Sabermetrics and scientific stats are used to evaluate players and give a better indication of their worth, but teams like the Minnesota Twins use this strategy to kiss their superstars goodbye at the trade deadline or the first day of free agency.
Or maybe he simply doesn't know what he's talking about. When you think of statistically savvy teams I imagine the franchises that pop to mind, in no particular order are the A's, Padres, Jays, Red Sox, Rays, Indians, and perhaps the Pirates nowadays, but the Twins? Not so much.
As for Golokhov's second point; how many superstars have the Twins shipped off over the past few years that actually have came back to haunt them? David Ortiz is one, but outside of Casey Blake the players they've let walk, like Jacque Jones and Cristian Guzman, haven't exactly been "superstars" or "good" since leaving. Further being a statistical orientated team doesn't mean you just let your superstars walk, or have we forgotten how those darn stats teams re-signed players like Jake Peavy, Mike Lowell, Travis Hafner, and Eric Chavez over the years?
If the Twins are considered a stats franchise who lets players walk, why did Justin Morneau, Joe Mauer, Michael Cuddyer, and Joe Nathan get re-signed to deals ranging from 24 million to 80 million?
The Twins constantly sell proven veterans for prospects and draft picks, but when those youngsters finally develop, they get shipped away to start the cycle again. The Twins incessantly look to the future and winning now is not a priority. Translation: the Twins care more about the dollars than about winning.
Again, what players have the Twins shipped away for prospects or draft picks lately? As far as I can see they made moderate to fair offers to Johan Santana and Torii Hunter, but obviously couldn't match the resources presented by the Mets and Angels, that doesn't make them cheap, that simply means they lack the financial resources to make such commitments. Instead they'll receive compensatory picks for Hunter and attempted to get a few youngsters back for Santana, there's nothing criminal about that, look at what Billy Beane does.
Puzzling personnel plays: Trading Johan Santana and failing to re-sign Torrii Hunter.
They really aren't puzzling, we're not playing with Monopoly money here.
Remember ... 2002: A year removed from a contraction battle, the Minnesota Twins (under first-year manager Ron Gardenhire) make it to the American League Championship Series. With a solid roster and a light payroll, 2002 would have been the perfect season to sacrifice some future players to add some veteran players at the trade deadline and make a serious run. Instead, the Twins entered the playoffs with the youngest roster in the league and never stood a chance in the ALCS after beating fellow cheapskates, the Oakland Athletics, in the first round.

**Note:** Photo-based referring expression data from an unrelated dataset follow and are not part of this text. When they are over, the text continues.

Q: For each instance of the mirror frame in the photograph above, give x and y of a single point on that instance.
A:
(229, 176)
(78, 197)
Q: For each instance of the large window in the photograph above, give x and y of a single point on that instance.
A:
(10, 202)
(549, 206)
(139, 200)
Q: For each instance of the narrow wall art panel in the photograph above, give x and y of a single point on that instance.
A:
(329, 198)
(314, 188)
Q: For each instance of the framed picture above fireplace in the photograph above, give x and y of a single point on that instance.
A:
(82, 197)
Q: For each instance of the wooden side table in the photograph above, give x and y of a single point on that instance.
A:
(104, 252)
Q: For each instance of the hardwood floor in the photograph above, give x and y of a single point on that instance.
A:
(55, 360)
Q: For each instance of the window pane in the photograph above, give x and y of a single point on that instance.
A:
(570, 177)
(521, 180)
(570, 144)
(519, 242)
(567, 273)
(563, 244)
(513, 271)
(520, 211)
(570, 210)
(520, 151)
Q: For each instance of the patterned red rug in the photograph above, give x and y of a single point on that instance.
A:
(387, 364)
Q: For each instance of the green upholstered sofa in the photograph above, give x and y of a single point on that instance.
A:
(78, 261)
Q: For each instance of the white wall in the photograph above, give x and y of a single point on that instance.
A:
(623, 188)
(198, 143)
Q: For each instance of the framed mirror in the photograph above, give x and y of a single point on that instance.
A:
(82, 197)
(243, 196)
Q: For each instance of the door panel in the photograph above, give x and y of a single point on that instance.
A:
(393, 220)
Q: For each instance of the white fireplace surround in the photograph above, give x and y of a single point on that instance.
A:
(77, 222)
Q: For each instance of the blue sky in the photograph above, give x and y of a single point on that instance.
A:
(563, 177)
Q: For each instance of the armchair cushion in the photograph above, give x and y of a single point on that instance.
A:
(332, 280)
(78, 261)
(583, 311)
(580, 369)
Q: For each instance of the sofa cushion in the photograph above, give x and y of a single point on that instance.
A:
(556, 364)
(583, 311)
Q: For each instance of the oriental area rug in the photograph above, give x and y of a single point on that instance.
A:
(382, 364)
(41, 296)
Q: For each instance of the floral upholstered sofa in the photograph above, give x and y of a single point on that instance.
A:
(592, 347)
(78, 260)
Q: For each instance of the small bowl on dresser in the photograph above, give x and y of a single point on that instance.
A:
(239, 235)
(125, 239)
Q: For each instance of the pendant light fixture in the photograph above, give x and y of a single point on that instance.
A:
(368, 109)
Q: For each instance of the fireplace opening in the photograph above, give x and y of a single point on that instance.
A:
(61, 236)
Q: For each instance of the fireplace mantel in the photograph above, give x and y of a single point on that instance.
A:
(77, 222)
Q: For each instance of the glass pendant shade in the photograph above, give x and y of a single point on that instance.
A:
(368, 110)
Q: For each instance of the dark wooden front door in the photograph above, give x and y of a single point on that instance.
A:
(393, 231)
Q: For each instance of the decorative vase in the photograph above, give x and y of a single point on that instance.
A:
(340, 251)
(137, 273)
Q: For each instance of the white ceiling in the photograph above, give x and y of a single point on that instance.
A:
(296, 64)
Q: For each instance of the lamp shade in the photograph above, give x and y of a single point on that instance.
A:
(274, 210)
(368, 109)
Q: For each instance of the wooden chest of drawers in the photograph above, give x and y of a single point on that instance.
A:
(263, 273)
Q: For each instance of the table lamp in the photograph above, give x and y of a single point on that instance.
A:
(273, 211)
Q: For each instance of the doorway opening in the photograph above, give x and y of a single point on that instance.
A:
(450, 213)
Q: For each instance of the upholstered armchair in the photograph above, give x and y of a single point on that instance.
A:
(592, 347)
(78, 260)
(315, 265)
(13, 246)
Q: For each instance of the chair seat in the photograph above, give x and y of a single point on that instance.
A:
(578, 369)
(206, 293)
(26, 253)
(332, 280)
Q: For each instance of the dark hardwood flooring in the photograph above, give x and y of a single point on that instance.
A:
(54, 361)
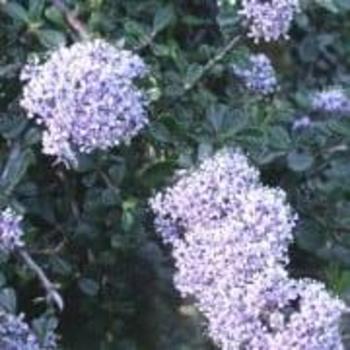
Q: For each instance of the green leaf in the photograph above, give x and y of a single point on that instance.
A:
(300, 161)
(36, 8)
(163, 18)
(8, 300)
(17, 12)
(89, 286)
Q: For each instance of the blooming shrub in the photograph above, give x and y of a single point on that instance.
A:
(10, 231)
(105, 104)
(15, 334)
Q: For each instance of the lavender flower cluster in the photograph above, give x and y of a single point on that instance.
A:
(269, 20)
(10, 231)
(333, 100)
(85, 97)
(15, 334)
(259, 76)
(229, 236)
(205, 196)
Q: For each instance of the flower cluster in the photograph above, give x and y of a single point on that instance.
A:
(269, 20)
(302, 123)
(15, 334)
(10, 231)
(86, 98)
(259, 76)
(231, 256)
(203, 196)
(331, 101)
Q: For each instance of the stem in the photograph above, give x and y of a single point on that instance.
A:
(51, 290)
(72, 20)
(220, 55)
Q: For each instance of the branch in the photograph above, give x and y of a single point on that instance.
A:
(220, 55)
(72, 20)
(51, 289)
(147, 41)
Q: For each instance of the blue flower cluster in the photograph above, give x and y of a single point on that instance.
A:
(85, 97)
(230, 236)
(10, 231)
(15, 334)
(258, 75)
(332, 100)
(269, 20)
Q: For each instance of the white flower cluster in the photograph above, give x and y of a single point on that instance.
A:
(331, 100)
(15, 334)
(258, 75)
(269, 20)
(229, 236)
(85, 98)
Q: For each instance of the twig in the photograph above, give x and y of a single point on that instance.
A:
(50, 288)
(72, 20)
(220, 55)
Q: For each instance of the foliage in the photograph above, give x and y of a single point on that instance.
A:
(90, 228)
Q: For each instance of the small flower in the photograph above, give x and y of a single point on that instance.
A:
(15, 334)
(333, 100)
(301, 123)
(259, 75)
(269, 20)
(10, 231)
(230, 236)
(274, 312)
(85, 98)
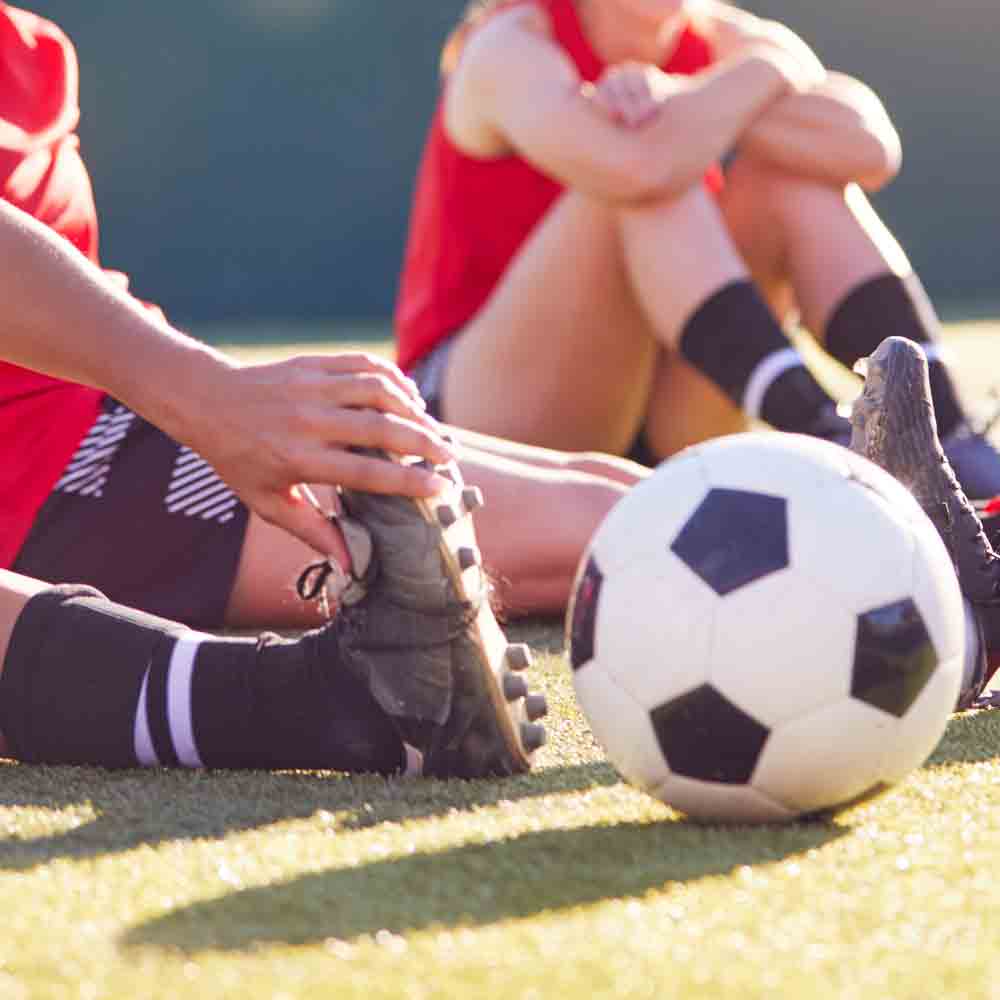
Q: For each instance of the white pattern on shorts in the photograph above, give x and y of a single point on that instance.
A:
(87, 472)
(197, 491)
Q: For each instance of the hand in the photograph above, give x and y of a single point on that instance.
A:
(800, 75)
(631, 94)
(268, 429)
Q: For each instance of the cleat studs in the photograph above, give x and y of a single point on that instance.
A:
(536, 707)
(467, 558)
(532, 736)
(472, 498)
(517, 656)
(514, 687)
(447, 515)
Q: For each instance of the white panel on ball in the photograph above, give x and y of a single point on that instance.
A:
(898, 497)
(921, 728)
(652, 515)
(620, 726)
(826, 758)
(663, 621)
(935, 591)
(789, 463)
(767, 641)
(853, 543)
(706, 801)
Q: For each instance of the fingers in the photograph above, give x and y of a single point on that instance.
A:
(371, 429)
(360, 362)
(382, 475)
(297, 516)
(368, 390)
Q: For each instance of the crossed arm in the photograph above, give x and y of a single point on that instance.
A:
(640, 133)
(266, 428)
(837, 130)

This is quite possibly the most ridiculous part of the story, and that's saying something. Instead of praising the job done by the organization, namely Terry Ryan, it's somehow his fault for not selling the farm to make a push and essentially win three more games. That Angels team's payroll was all of 20 million higher -- not Yankee levels -- and in 2003 the Twins payroll was 55 million, roughly seven million higher than the World Series champion Florida Marlins, and just over half of the difference of the runner up New York Yankees payroll edge over the Marlins.